That’s always seemed so ridiculous to me, that people want to be around someone because they’re pretty. It’s like picking your breakfast cereals based on color instead of taste. -John Green-
According to this article in Forbes magazine, “…women are the most powerful consumers in the economy… driving 70-80% of all consumer purchases.” The author explains that even though women don’t earn all the money, as caregivers they impact the decisions made on how it is spent.
If we’re doing most of the shopping, are women responsible for the environmental crisis?
Being a woman, it’s difficult to identify with that. I primarily think of us as being a force for good. We’re supposed to be nurturing, right? When I see violent behaviors in the media, most of the time, it’s men who are the perpetrators.
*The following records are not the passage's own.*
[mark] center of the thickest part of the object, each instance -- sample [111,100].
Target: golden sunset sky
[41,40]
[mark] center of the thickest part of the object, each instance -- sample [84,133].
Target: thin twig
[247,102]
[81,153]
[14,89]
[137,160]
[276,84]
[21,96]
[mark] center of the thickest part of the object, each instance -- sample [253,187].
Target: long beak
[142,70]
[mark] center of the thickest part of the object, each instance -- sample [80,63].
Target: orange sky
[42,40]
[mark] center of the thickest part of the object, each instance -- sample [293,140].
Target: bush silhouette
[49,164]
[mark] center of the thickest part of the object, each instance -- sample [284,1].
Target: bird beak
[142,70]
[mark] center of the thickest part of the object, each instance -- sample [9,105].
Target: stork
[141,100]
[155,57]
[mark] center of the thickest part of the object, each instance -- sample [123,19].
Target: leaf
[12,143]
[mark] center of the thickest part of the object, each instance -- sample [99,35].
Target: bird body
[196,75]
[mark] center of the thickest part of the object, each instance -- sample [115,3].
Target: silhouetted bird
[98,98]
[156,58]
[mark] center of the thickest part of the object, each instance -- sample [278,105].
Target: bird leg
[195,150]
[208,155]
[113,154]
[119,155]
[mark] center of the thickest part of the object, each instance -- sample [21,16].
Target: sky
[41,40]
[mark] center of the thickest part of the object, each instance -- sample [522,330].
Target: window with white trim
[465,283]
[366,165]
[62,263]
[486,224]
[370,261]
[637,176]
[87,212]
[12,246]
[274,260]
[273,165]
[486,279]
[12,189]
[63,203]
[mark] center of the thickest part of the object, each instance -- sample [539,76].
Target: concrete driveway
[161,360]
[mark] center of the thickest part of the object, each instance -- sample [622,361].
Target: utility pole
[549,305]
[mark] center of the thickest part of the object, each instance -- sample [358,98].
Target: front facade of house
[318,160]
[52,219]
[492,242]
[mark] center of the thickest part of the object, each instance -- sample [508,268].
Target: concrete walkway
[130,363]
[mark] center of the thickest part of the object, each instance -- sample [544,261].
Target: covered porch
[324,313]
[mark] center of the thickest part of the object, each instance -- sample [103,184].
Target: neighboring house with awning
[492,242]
I don’t want to offend men, but even my husband agrees that the world would be a better place if there were more women in charge. And I don’t blame men per se. For whatever reasons, society evolved this way. The imbalance between the sexes is cultural, perhaps hormonal. We haven’t yet outlived all the patriarchy that dominated our species, our societies.
As women, are the eco-issues mostly our fault? Maybe not. As I’ve said before, our leaders have not been dealing with this problem. In an economy where the Earth and life would come first, our consumerism wouldn’t have as negative an impact as it does. We wouldn’t allow goods to be made cheaply or made to break down in order to get us to buy more. We wouldn’t allow people to be exploited, our air, land and waterways to be polluted. Manufacturing and transportation could be so much cleaner—that kind of technology is available. But there is a bright side. If we women really hold that much power in the economy, I am heartened. I have faith in our goodness and in our nurturing natures. We don’t all have to become minimalists tomorrow. Paring down wherever we can, being frugal and avoiding waste will make a difference if we all contribute. Awareness is key.
When I think of women and shopping, shoes, clothes and beauty products come to mind. The clothes and shoes that we buy today aren’t necessarily made to last, and they are shipped in from halfway around the world. And sometimes, because they are inexpensive, we buy many more than we need—because we can afford them! Many beauty products have ingredients that are unnatural and potentially harmful to our health. Read the packaging, if they don’t mention cruelty-free, there’s a good chance that they are being tested on animals. Look in your cosmetics drawer, how much stuff in there is actually being used? How do you dispose of those containers? Lots of them are not even recyclable. I’m sure we can be more discerning when we buy these for ourselves or as gifts for others.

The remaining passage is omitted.